Facebook and Apple: Much Needed Competition
It’s all fine and dandy for video game-centric companies to try their hands. But when world-dominating companies like Apple and Facebook are throwing their hats into the VR ring, suddenly the tech’s widespread viability becomes a real possibility.
Of course, the most tangible example of this is Facebook’s Oculus Quest line of headsets. The Oculus Quest 2 has already surpassed monthly Quest 1 users, and it’s easy to see why. It’s wireless, PC-less form factor makes VR a much more tantalizing prospect for the average buyer, rather than daisy-chaining towers and sensors around a $1500 PC.

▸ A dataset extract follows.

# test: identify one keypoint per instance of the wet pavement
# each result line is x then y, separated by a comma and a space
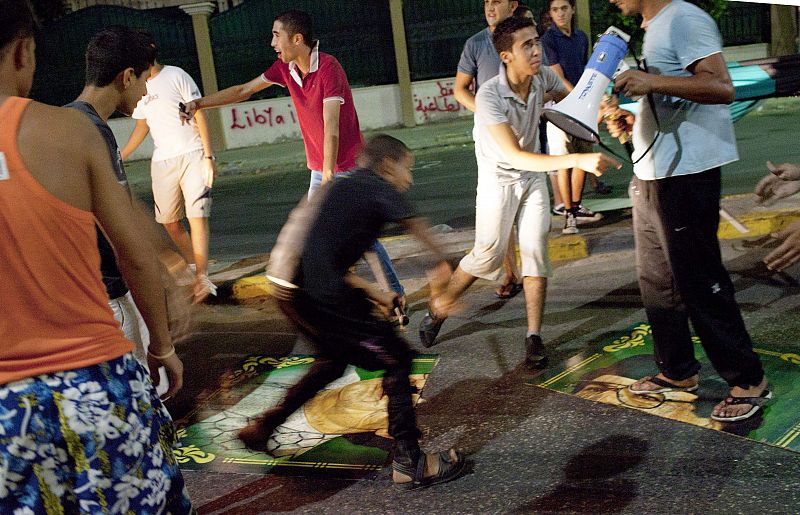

The elephant in the room of course is the need to sign in to your Facebook account to play the Oculus Quest. This is bypass-able through third-party means, but it still makes many people uneasy. Facebook has already been under scrutiny for its data use and overall intrusive nature. Whether this is really stopping a lot of people from buying a Quest is still yet to be foreseen. But it’s still something important to mention.
And real competition (and in many ways a market leader) can only be good for VR. This is true of all tech. Back in the day, you had Sega and Nintendo duking it out. Nowadays, it’s Sony and Microsoft striving to the main console dog while Nintendo does their own thing. Now, with Facebook, Valve, Sony, HTC, and more competing to make the best headset possible, it can only be a good thing for us.
Can Apple make VR ‘Cool?’
Just this month, a report from Bloomberg stated that Apple is planning to release its own VR headset by as early as 2022. While it is said to be immensely powerful and niche, and may even be scrapped, Apple even being interested in this tech should have every VR fan excited.
Put simply, Apple knows how to make things ‘cool’ to the public eye. AirPods looked ‘dumb’ before everyone and their mum grabbed a pair, and suddenly wireless earbuds became synonymous with their brand. Smartphones that were big and clunky suddenly became streamlined when Apple released the iPhone way back when. Love them or hate them, Apple has vast amounts of experience with making seemingly complex technology, feel fresh, streamlined, and stylish.
This is especially important as VR remains an obscure and even scary piece of technology to many people. It’s new, complicated to demonstrate without in-person demos, and sticks to someone’s face. These combined make the technology obtuse and just plain weird. If Apple can come in and make VR approachable for people with these kinds of opinions, it will go a long way to making it take off into the mainstream.
VR Needs It’s Mario: A Final Word
While most of these things are really happening before our eyes, there’s one more hurdle VR needs to overcome. One that is currently up in the air, and could take years to arrive.
VR needs its Super Mario 64.
Being a new kind of video game experience, VR is still yet to have a real standard for its interactivity. Essentially, there is no clear cut way for developers to make a VR game.
Hitman 3 uses a combination of DualShock 4 sticks and buttons, with motion controls. Half-Life: Alyx uses finger tracking and room-scale movement. Blood and Truth uses dual motion controllers with teleportation movement. These are all some of the finest VR games ever made, and the fact that they all use different ways to move and interact with the world proves my point even further.
When Super Mario 64 was released, it set the bar for what a 3D game should be in every way. Finally, there was a blueprint for all 3D developers to use. This is exactly what VR is missing right now.
Whether it’s Sony commissioning one of their AAA first parties to make a VR game, Apple producing their own VR launch title, or Facebook making an Oculus system seller, somebody out there has to make a Mario-level impact.
VR proliferating can improve the video game experience far beyond what we possibly could have imagined. And I certainly hope it does.